Nour Abuhadra, MD, discusses what the data from DESTINY-Breast04 means for trastuzumab deruxtecan in the triple-negative breast cancer space and future areas of research for antibody-drug conjugates in this disease.
Nour Abuhadra, MD
Sacituzumab govitecan-hziy (Trodelvy) has a well-established role in second-line treatment of patients with triple-negative breast cancer (TNBC). However, data from a subgroup of those with TNBC treated with fam-trastuzumab deruxtecan-nxki (Enhertu) in the phase 3 DESTINY-Breast04 trial (NCT03734029) has added questions about the sequencing of antibody-drug conjugates (ADCs) in this patient population.
“After the big shakeup of DESTINY-Breast04, how does this affect our management of TNBC?” said Nour Abuhadra, MD, who made a presentation on the ADCs during the 40th Annual Chemotherapy Foundation Symposium®. “For all intents and purposes, at this time, I would say second-line therapy remains sacituzumab govitecan, and third-line [therapy] is trastuzumab deruxtecan for HER2-low patients.
In an interview with OncLive®, Abuhadra discussed what the data from DESTINY-Breast04 means for trastuzumab deruxtecan in the TNBC space, cross resistance mechanisms for different ADCs, and future areas of research for ADCs in TNBC. Abuhadra is the director of the Rare Breast Cancer Program in the Department of Medicine and the co-section head of the Triple Negative Breast Cancer Clinical Research Program in the Department of Medicine at the Memorial Sloan Kettering Cancer Center.
Abuhadra: I reviewed recent updates in metastatic TNBC, [specifically looking] at first-line data with immunotherapy and PARP inhibitors. However, the focus of the talk was how ADCs are shifting [therapies in the] second line and beyond, particularly with sacituzumab govitecan and trastuzumab deruxtecan and how we ought to sequence them.
Whenever we add an agent that’s not a chemotherapy to our armamentarium in TNBC, we're very happy about that. The other thing that came with the 2021 FDA approval was that it [was approved for patients with] 2 prior lines of therapy, with at least 1 in the metastatic setting. That allowed us to move sacituzumab govitecan into the second-line setting for our patients, getting it to them sooner.

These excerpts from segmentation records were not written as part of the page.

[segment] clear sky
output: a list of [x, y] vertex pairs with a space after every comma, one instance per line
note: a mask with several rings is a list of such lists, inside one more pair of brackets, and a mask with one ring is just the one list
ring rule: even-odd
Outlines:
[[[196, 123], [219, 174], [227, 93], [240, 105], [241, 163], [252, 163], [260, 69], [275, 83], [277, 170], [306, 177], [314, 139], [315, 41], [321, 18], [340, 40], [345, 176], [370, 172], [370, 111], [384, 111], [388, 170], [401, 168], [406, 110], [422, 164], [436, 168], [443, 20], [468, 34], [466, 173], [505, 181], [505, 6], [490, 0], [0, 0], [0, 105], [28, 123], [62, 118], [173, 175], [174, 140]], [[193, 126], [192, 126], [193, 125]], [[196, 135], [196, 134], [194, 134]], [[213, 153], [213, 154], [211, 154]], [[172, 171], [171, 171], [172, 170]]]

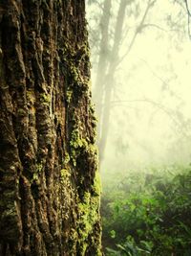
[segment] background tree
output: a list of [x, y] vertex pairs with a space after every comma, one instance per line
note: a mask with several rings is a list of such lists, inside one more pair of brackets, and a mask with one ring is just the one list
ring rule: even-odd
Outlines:
[[[136, 119], [138, 125], [138, 115], [143, 108], [147, 110], [140, 115], [146, 116], [146, 112], [148, 113], [147, 120], [142, 122], [148, 124], [149, 129], [154, 129], [152, 124], [156, 122], [157, 125], [157, 116], [160, 113], [168, 119], [167, 122], [172, 128], [171, 133], [174, 133], [173, 137], [181, 132], [181, 140], [184, 140], [190, 136], [190, 132], [189, 128], [185, 131], [184, 122], [178, 116], [180, 112], [182, 114], [184, 111], [184, 103], [182, 97], [179, 95], [179, 89], [176, 88], [179, 77], [181, 81], [182, 77], [180, 78], [178, 64], [174, 60], [178, 53], [180, 55], [182, 52], [182, 47], [180, 46], [185, 43], [188, 37], [185, 5], [180, 8], [177, 1], [167, 1], [163, 4], [150, 0], [111, 1], [110, 9], [106, 11], [106, 0], [91, 1], [88, 13], [91, 15], [89, 21], [93, 73], [95, 73], [94, 99], [100, 123], [98, 129], [100, 161], [103, 162], [104, 169], [109, 169], [108, 163], [111, 162], [109, 157], [113, 155], [111, 158], [115, 159], [116, 151], [119, 156], [120, 149], [123, 149], [123, 152], [117, 157], [118, 164], [124, 156], [126, 159], [131, 159], [128, 157], [128, 152], [136, 147], [151, 161], [157, 157], [154, 147], [149, 146], [148, 142], [145, 145], [145, 141], [140, 141], [138, 132], [135, 132], [136, 128], [133, 127], [136, 125]], [[156, 16], [155, 13], [159, 10], [159, 15]], [[96, 21], [99, 16], [100, 22], [96, 22], [99, 26], [94, 23], [95, 16]], [[107, 23], [103, 26], [102, 20], [106, 16]], [[150, 45], [149, 41], [152, 41], [153, 45]], [[159, 44], [158, 49], [157, 44]], [[156, 52], [153, 51], [154, 48]], [[162, 52], [162, 49], [168, 49], [168, 53], [166, 50]], [[162, 58], [166, 56], [166, 60], [161, 63], [159, 57], [157, 56], [159, 50]], [[138, 81], [140, 73], [142, 78]], [[147, 80], [147, 77], [150, 79]], [[153, 81], [153, 86], [149, 85], [153, 87], [150, 91], [156, 90], [154, 97], [148, 89], [148, 83], [151, 84], [149, 80]], [[174, 102], [174, 105], [169, 105], [171, 101]], [[188, 117], [183, 119], [189, 123]], [[168, 141], [170, 144], [170, 140]], [[166, 149], [166, 146], [164, 148]], [[104, 157], [105, 151], [109, 152], [106, 157]], [[188, 154], [186, 157], [188, 158]], [[172, 158], [174, 156], [169, 155], [168, 159]]]
[[0, 255], [100, 255], [85, 4], [0, 3]]

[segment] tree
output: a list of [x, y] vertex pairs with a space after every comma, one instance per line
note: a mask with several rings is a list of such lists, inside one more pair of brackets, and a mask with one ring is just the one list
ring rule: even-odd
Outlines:
[[0, 2], [0, 255], [101, 255], [83, 0]]

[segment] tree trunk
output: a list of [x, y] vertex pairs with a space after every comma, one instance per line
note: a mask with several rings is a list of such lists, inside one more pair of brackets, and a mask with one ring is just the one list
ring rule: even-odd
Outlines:
[[0, 1], [0, 255], [101, 255], [83, 0]]

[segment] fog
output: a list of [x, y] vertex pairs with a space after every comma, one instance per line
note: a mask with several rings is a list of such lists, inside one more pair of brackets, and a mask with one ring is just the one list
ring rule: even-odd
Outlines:
[[[87, 1], [86, 12], [101, 174], [189, 164], [191, 42], [184, 2]], [[100, 61], [105, 66], [97, 74]]]

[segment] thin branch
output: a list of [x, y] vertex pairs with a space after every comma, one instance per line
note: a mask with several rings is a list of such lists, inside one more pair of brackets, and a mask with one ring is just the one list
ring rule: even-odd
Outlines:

Although the data were in such a small subset of patients on the [phase 3] DESTINY-Breast04 trial [NCT03734029], it was compelling enough that [the ADC] fits into our algorithm beautifully. The only concern that we have is that on DESTINY-Breast04, it was such a small subset of patients. There were only 58 patients with TNBC, [including] 40 who received trastuzumab deruxtecan. As promising as those results are, they are premature.
On the other hand, sacituzumab govitecan has a phase 3, TNBC-specific study [the ASCENT trial (NCT02574455)] to back it with a confirmed OS benefit. Until we see more on trastuzumab deruxtecan in TNBC, we would recommend second-line sacituzumab govitecan, then sequence trastuzumab deruxtecan in the HER2-low patients.
The big topic of interest as it pertains to ADCs is moving them up even sooner. There’s a first-line study that is now open looking at datopotamab deruxtecan [DS-1062a] in patients who are PD-L1 negative. Could [datopotamab deruxtecan] come into our first-line setting for PD-L1–negative patients?
Moreover, moving these ADCs up into the early-stage setting is a big area of interest. Looking at those high-risk patients who have residual disease after neoadjuvant chemotherapy or even giving these ADCs in the neoadjuvant setting themselves [are potential areas of exploration].
An area of unmet need where we don’t have a lot of information is cross resistance amongst ADCs. As ADCs are increasingly crowding the [TNBC] space, the question of sequencing becomes even more critical.
Sacituzumab govitecan and trastuzumab deruxtecan both have the same cytotoxic payload. Are we going to see cross resistance? Is it better to start with one before the other? Should we not be sequencing them at all if a patient progresses on an ADC that has a topoisomerase I payload?
[Something that] applies to all breast cancers [is that treatment options in] later lines are still dwindling, and we are coming back down to those traditional chemotherapies. We need more drugs that can help. One of the big issues is that the mechanisms of resistance we’re generating now with immunotherapy, PARP inhibitors, and ADCs are completely new territory. [These mechanisms of resistance] highlight the importance of the correlative analyses that are being done on a lot of these studies.
Editor’s Note: This interview was conducted prior to the 2022 San Antonio Breast Cancer Symposium.